While the fruit fly you often swat away in the kitchen might feel insignificant, the tiny-winged creatures have played a massive role in scientific discovery since the early 1900s. Scientists have used the humble insect to investigate everything from genetics to flight. Recently, the fruit fly has taken center stage as we work to understand the complex link between neuroscience, what happens in the brain, and physiology, what the body does. This involves studying how inputs into the body, such as what the eye sees, travel through the brain, eventually leading to movement. To better understand how the physical body of the fruit fly is connected to the signals of the nervous system, researchers from Janelia Research Campus and Columbia University (both in the USA), Tübingen University (Germany), Google Deepmind and University College London (in the UK), have created a computer simulation of the entire fruit fly that can walk and fly through its simulated environment as well as the real thing.
Producing such a complex virtual fly was no small feat. First, the team created an incredibly accurate 3D picture of the body of the fruit fly. To do this, they used a high-tech microscope to capture the fruit fly's body in fine detail to build a virtual puppet of a fruit fly. Next, the team included the fly's muscles and nervous system. Using previous research on the nervous system of the fruit fly, the researchers then created a digital map of how various signals enter the fly's eyes, antennae (which sense smell) and touch sensors, feeding those inputs into a simulation that calculated the muscle forces that would be generated by muscles contracting in response to the input sensory signals. The scientists then compared the movements of this fly simulation with real-world videos of physical fruit flies. Over many iterations, the researchers were able to teach the simulation how to link sensory inputs to the resulting movements, creating a more and more life-like digital fruit fly.

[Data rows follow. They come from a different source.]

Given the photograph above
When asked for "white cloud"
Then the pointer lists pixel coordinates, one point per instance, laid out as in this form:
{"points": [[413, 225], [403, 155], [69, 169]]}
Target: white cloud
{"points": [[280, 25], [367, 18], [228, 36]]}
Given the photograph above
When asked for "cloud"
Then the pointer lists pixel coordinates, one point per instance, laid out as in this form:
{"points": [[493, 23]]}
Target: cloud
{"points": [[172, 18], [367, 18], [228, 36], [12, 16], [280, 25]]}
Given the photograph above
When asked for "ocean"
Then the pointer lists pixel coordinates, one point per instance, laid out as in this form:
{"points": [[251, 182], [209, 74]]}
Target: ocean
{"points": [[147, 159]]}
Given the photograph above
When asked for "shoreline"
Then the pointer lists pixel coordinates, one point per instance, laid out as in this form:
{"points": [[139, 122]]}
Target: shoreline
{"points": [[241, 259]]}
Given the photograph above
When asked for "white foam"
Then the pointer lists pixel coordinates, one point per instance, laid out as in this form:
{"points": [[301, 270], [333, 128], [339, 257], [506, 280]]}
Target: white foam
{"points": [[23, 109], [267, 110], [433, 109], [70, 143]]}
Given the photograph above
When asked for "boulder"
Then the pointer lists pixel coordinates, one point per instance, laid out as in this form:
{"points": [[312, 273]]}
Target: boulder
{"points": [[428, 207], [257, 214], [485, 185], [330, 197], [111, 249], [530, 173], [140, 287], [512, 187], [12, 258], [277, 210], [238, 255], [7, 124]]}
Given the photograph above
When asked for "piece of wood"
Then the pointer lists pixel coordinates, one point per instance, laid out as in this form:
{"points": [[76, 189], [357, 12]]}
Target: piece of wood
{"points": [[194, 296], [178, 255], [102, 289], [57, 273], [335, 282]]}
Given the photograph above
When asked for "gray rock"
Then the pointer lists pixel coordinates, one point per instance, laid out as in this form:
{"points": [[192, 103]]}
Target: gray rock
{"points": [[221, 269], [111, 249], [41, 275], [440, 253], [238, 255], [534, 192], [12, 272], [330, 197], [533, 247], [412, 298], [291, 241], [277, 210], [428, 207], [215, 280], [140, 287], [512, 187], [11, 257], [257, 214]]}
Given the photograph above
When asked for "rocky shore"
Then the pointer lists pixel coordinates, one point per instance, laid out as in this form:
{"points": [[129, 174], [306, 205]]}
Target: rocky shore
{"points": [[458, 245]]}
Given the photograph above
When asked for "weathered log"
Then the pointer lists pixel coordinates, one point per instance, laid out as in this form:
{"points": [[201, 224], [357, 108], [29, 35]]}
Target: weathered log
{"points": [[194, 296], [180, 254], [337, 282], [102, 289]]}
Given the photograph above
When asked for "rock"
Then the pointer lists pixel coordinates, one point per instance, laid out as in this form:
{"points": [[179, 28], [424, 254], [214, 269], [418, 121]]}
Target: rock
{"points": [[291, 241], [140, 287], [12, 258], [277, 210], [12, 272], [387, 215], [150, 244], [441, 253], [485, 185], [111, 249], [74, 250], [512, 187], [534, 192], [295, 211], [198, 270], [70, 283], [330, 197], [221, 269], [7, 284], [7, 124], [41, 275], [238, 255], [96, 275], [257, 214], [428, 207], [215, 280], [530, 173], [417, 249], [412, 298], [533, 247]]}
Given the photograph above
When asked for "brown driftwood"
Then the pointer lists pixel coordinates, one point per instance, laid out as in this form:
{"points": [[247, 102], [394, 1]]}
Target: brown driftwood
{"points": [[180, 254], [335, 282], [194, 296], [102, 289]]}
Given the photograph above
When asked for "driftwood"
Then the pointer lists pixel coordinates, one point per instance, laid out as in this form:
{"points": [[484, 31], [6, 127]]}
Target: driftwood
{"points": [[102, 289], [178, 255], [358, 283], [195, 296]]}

Once the virtual fly was responding to its environment in a realistic way, the researchers turned to the next task – making the simulated insect walk and fly – which required incorporating how the legs and wings interact with the physical world, including the impact of friction and how the wings move through the air, which feels sticky when you're the size of a fruit fly. The researchers then taught their virtual fly to walk, fly and explore, as it would if it were alive, by training the simulated fly with video of an actual fly and having the simulated fly move in the same way, given the same environmental conditions. The researchers also set up a series of reality checks for their simulated fly. To ensure that it walked like a fly, they had their virtual fly walk through a simulated narrow trench without bumping the walls. They then set their virtual fly the task of maintaining a constant height while flying over bumpy terrain. On both tests, the virtual insect passed with flying colors. With these checks complete, the virtual insect proved that it walked like a fly and flew like a fly.
This virtual fly represents a massive achievement in the world of biology. Not only did it require a huge amount of interdisciplinary effort across a diverse team of software engineers, physicists, neuroscientists, physiologists and others but also the virtual fruit fly synthesizes decades of study of one of the most important organisms in research. With this digital animal, researchers now have the potential to run experiments on their computers, using this freely accessible model, which used to require specialized equipment and labs to continue deepening our understanding of how an animal's body is tied to how its brain works. The fruit fly might be small but, when simulated, it promises to be quite mighty.